Problematisch für die im Kombinierten Verkehr engagierten Unternehmen ist auch, dass für sie bei einer Verlagerung auf die Straße der 44-Tonnen-Gewichtsvorteil wegfällt, sagte Kim Schmidt von der Reederei OPDR in Hamburg. Ausnahmegenehmigungen seien bislang nicht vorgesehen, die Bahnunternehmen seien aber sehr bemüht, Alternativstrecken aufzutun.

Erhebliche Störungen im Warenverkehr zwischen Deutschland und Italien möglich

Erwogen würden von Italien aus auch See-Transporte ab Genua, die gewöhnlich als zu langsam gelten. Die Verladerschaft sei angesichts von Verspätungen und möglichen Extrakosten irritiert. Die Hupac warnt vor erheblichen Störungen im Warenverkehr zwischen Deutschland und Italien, wenn es nicht gelingt, zusätzliche Kapazitäten zu schaffen.

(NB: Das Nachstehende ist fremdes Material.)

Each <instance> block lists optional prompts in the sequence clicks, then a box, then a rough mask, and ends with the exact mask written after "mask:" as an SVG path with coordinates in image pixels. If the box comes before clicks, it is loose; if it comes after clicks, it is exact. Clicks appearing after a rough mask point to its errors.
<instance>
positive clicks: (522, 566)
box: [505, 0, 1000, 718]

So müssten zusammen mit der französischen SNCF Loks und Lokführer auf den linksrheinischen Strecken mobilisiert werden, auch generell würden mehr Loks, Lokführer und Bodenpersonal gebraucht, um die Ausnahmesituation zu meistern. Da die Hälfte des Güteraustausches zwischen Deutschland und Italien im Kombinierten Verkehr abgewickelt wird, sollte dieser bei der Zuteilung der knappen Trassen höchste Priorität haben.
Die derzeit gute Konjunktur wird sich wohl spätestens ab September noch negativer auswirken. Auch der Straßentransport ist bereits gut ausgelastet, und Fahrer und Lkw sind oftmals nicht kurzfristig verfügbar. Die Unterbrechung der Rheintalbahn stelle das Schweizer Transportgewerbe auf Schiene und Straße vor große Herausforderungen, betont der Branchenverband Astag.

Im Kombinierten Verkehr auf der Strasse seien teure Umwegfahrten nötig. Die Astag fordert deshalb eine Gleichstellung der Verladebahnhöfe in Süddeutschland als Ausweichterminals. Die Vereinigung für den Kombinierten Verkehr Schiene-Straße (UIRR) hält nicht nur ein angemessenes Krisenmanagement und eine bessere Koordinierung von Bauarbeiten auf den Schienengüterkorridoren für dringend geboten. Es müsse auch darüber nachgedacht werden, bei Großereignissen wie diesem, dem Güterverkehr Vorrang vor Personenzügen zu gewähren. Schließlich könnten Reisende relativ problemlos und zu geringen Kosten in den Bus umsteigen.